13 May 2010 10:27

Moscow press review for May 13, 2010

MOSCOW. May 13 (Interfax) - The following is a digest of Moscow newspapers published on May 13. Interfax does not accept liability for information in these stories.


Bashneft is negotiating with Aspek, based in Udmurt, to take over its oil products retail business, Interfax reported on Wednesday citing a source from the Udmurt government. A Bashneft spokesperson confirmed that talks were being held. Aspek was founded by Viktor Khoroshavtsev, a former Federation Council member from Udmurtia, who was appointed Bashneft president in 2009. He controls over 64% in the Udmurt holding's parental company, OAO Aspek ('Seller To Self', see also Kommersant, page 11, 'Bashneft to Get Gas Stations Through Connections').

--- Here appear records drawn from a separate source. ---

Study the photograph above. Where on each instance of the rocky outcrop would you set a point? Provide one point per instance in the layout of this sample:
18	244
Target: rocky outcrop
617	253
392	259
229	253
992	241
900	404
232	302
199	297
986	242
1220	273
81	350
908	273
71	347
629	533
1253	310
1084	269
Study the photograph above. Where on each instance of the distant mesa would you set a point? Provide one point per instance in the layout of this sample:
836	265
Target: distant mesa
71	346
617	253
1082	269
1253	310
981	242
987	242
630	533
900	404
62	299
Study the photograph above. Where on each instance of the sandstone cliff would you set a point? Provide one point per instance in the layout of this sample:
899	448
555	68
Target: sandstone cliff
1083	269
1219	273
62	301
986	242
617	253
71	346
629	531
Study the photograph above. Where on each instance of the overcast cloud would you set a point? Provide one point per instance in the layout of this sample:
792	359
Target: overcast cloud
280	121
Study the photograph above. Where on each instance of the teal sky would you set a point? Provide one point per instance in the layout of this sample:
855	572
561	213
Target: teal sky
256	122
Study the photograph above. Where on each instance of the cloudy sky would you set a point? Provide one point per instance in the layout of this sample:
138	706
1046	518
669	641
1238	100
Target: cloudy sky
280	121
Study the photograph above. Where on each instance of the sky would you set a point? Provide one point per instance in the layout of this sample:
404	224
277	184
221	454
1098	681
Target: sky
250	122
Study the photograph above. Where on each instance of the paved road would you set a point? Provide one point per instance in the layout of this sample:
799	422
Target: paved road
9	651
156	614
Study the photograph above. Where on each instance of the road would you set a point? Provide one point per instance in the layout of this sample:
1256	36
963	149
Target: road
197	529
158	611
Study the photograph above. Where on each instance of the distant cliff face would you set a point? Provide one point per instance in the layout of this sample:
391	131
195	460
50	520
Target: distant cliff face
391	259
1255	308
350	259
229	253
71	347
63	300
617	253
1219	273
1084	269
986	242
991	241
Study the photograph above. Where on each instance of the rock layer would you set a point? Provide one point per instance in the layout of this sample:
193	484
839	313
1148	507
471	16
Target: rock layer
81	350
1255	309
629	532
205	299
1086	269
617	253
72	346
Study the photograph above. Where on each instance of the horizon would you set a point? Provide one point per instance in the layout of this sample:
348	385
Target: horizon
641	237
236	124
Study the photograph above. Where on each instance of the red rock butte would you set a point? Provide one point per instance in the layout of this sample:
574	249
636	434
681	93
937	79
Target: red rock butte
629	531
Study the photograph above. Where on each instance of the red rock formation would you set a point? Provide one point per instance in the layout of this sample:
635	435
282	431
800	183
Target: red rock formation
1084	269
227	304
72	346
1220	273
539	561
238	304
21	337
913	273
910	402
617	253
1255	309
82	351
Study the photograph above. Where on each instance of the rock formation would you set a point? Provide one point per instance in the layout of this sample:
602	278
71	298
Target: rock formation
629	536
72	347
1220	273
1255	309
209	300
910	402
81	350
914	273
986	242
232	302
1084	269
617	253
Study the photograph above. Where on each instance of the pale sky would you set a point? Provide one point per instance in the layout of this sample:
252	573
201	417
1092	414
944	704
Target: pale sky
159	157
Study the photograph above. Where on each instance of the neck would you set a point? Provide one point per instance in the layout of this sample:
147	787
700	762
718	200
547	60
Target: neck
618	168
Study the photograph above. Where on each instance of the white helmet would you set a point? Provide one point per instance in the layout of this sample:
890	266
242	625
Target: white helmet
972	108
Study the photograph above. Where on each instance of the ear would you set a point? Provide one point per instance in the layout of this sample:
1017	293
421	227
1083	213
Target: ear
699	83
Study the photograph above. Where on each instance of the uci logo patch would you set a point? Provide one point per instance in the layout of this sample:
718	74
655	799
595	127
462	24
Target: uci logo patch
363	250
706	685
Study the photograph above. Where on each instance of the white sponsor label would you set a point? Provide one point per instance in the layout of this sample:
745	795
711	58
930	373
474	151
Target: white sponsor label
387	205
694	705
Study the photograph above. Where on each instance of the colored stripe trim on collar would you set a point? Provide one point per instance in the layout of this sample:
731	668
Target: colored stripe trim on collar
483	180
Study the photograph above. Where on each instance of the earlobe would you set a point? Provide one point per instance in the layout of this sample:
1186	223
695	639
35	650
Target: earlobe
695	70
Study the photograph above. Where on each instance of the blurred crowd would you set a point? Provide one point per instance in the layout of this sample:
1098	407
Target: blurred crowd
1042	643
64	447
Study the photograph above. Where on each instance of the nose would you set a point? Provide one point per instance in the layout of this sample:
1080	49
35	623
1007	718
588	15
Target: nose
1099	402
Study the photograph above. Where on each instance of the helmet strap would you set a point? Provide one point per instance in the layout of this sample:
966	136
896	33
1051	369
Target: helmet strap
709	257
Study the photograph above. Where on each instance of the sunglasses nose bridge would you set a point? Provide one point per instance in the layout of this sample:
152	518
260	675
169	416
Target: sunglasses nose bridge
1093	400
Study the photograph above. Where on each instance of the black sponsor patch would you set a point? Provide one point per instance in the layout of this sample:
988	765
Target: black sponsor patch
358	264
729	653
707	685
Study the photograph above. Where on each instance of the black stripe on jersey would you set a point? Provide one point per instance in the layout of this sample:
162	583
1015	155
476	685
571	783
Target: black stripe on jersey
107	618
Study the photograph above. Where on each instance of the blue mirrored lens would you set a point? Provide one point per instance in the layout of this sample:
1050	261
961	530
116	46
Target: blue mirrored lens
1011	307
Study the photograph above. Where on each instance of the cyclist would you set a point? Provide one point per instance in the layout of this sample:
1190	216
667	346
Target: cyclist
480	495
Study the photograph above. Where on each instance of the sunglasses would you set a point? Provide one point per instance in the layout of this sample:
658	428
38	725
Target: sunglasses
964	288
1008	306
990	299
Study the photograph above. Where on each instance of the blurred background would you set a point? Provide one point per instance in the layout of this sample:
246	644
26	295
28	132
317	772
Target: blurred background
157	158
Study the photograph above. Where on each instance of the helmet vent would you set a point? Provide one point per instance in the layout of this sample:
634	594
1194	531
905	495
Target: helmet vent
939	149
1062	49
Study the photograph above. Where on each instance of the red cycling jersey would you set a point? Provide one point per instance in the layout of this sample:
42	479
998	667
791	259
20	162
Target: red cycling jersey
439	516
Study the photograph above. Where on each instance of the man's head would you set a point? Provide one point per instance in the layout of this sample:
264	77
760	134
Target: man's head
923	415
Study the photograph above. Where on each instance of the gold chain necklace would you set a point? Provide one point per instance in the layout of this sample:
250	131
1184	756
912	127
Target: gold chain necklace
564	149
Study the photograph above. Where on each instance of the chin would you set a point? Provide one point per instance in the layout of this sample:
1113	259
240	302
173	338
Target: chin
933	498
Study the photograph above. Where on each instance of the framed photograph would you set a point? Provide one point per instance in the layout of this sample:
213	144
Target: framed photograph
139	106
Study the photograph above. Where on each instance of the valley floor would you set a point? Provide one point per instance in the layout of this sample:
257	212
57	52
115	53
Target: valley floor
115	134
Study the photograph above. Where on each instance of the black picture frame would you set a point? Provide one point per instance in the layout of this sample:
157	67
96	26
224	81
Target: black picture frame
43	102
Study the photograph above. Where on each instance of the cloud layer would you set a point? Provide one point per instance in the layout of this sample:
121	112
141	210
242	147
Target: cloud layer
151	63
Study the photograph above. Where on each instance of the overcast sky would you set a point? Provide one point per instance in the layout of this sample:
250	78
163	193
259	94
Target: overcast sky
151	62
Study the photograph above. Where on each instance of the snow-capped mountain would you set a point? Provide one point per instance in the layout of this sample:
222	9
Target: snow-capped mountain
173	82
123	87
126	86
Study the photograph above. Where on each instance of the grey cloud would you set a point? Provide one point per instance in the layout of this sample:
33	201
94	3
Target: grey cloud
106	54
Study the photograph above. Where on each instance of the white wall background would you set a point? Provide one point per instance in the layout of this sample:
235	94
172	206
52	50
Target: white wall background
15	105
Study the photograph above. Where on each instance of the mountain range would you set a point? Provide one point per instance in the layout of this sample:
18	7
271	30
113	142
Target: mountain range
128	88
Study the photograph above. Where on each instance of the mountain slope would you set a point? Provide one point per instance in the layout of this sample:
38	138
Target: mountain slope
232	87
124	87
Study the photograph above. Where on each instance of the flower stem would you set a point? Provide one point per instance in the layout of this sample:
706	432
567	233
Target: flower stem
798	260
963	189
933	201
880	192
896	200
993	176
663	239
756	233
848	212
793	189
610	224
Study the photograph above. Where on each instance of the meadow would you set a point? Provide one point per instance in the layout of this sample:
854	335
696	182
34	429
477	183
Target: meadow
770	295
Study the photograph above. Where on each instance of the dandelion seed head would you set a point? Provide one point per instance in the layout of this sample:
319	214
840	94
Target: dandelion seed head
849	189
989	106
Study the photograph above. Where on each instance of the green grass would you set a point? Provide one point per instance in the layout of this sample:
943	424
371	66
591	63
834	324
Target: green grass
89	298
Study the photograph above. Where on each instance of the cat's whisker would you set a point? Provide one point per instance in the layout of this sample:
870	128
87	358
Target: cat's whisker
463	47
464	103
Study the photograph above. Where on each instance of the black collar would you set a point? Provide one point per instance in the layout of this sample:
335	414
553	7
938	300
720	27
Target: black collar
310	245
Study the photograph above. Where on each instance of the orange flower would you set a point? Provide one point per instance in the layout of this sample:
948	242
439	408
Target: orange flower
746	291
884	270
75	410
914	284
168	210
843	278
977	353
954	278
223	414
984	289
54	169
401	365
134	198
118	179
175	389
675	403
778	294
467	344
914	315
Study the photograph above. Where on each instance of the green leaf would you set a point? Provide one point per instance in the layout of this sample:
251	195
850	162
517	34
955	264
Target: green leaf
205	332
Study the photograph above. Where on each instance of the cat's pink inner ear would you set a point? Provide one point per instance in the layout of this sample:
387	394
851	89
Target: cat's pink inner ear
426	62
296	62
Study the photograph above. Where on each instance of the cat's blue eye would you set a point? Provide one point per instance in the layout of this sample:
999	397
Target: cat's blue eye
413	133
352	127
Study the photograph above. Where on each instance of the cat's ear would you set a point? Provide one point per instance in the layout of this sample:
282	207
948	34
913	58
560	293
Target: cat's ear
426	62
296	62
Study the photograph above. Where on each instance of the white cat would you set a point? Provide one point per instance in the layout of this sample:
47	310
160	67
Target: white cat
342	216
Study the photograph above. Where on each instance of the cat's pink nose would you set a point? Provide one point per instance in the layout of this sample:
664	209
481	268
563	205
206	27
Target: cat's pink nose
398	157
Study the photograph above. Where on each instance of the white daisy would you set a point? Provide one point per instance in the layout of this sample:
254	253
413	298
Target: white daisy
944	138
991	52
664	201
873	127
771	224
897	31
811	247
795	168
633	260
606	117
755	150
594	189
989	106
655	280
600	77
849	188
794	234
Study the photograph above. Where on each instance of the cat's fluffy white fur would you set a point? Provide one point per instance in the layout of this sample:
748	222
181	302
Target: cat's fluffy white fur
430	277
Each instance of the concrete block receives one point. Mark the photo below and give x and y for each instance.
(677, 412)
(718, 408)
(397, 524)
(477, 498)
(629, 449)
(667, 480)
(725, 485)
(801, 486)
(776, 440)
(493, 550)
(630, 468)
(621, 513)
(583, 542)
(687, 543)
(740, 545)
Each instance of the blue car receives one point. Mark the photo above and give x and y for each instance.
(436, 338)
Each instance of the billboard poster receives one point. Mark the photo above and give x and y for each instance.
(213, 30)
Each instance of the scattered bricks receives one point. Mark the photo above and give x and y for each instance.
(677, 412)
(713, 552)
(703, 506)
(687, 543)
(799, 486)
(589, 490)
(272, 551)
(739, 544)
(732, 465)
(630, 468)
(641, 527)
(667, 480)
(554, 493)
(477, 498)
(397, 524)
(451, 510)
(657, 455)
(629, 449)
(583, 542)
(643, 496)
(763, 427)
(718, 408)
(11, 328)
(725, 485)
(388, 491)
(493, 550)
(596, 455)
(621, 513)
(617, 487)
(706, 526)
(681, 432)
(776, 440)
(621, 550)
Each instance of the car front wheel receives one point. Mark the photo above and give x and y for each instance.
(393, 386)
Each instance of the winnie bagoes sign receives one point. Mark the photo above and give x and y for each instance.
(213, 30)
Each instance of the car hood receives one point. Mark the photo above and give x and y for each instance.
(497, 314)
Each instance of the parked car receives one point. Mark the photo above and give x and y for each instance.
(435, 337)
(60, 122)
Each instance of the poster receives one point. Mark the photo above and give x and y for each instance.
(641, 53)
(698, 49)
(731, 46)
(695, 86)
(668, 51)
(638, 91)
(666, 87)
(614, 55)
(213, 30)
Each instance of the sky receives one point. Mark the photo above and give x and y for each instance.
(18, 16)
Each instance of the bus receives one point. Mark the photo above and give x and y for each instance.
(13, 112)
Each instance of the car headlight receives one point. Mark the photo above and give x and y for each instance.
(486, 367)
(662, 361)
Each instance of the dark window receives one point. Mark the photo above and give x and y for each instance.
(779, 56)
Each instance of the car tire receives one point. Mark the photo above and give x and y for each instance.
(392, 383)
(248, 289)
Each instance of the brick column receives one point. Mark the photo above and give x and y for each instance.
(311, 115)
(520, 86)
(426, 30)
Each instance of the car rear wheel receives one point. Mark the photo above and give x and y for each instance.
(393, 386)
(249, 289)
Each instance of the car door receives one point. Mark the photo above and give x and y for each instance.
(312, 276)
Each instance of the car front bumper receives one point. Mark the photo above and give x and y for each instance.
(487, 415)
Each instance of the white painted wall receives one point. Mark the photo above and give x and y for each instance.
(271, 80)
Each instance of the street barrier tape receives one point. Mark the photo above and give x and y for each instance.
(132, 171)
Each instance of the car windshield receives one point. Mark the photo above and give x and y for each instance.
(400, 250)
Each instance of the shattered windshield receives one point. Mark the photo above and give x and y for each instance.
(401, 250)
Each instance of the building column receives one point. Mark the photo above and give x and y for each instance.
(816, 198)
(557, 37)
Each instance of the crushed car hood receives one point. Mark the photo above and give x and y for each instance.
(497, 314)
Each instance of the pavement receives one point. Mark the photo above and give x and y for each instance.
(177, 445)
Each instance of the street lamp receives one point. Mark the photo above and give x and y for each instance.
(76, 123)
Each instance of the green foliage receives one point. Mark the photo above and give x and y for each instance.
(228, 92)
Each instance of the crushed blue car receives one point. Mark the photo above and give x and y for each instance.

As of April 1, there were 49 banks in Russia with capital lower than 90 million rubles, the capital adequacy threshold set at the beginning of the year, with capital at 42 of the banks lower than 45 million rubles, according to the Central Bank. When the law on capital adequacy was adopted in 2009, there were 145 such banks, Central Bank Licensing and Financial Rehabilitation Department Director, Mikhail Sukhov, said at the time. Most of these banks (122) have increased their capital since, and the rest have been transformed into non-banking lending institutions, merged with larger banks, or ceased to exist. The last time the Central Bank withdrew a license from a bank because of insufficient capital was in March ('Central Bank Exceptions').

The government is likely to allow Russian Railways to not pay dividends for 2009, and the Transport Ministry and the Federal Property Management Agency (Rosimushchestvo) agreed upon a directive on this account for the government representatives at the company's board of directors, a source close to the board told Vedomosti. The board of directors meeting will be held until the end of May, a Russian Railways source said, declining further comments. Rosimushchestvo and the Economic Development Ministry also refrained from comments, and a Transport Ministry spokesperson said only that the ministry had supported the directive. Russian Railways did not pay dividends for 2008 because of the economic crisis ('Russian Railways Won't Pay').


Russian President Dmitry Medvedev completed his visit to Turkey on Wednesday, during which the two countries signed 17 agreements, which should enable Ankara to draw Russian investment amounting to up to $25 billion. Russia is prepared to offer up to $20 billion for the construction of a nuclear power plant in Turkey and up to $3 billion for the construction of the Samsun-Ceyhan oil pipeline. The Kremlin's generosity was intended to persuade Ankara to allow Russia to build the South Stream gas pipeline through the Turkish shelf in the Black Sea. However, a 'road map' indicating the gas pipeline's route was not signed during the visit (page 8, 'South Stream Not Put on Map').

Another project for gas supplies to Europe bypassing Russia is taking shape. The joint venture AGRI to ship Azeri gas to Romania through Georgia should be registered by June 12. The project envisions the construction of a gas pipeline from Azerbaijan to Georgia, where a gas liquefaction plant should be built to further transport LNG to the EU by tankers. Experts believe Russia will not obstruct the project because of its small scale (page 11, 'Azeri Gas to Go to Europe by Sea').

Oleg Deripaska, the owner and general director of the Basic Element holding group, visited the Prosecutor General's Office headquarters on Wednesday to be questioned by Fernando Andreu, a judge of the National Audience of Spain, the country's top criminal court. Deripaska and Urals Mining and Metals Company (UMMC) owner Iskandar Makhmudov are figuring in a money laundering case involving the so-called Izmailovo criminal group, which is being investigated by Spanish authorities (page 1, 'Oleg Deripaska Could Not Keep Silent As An Honest Man').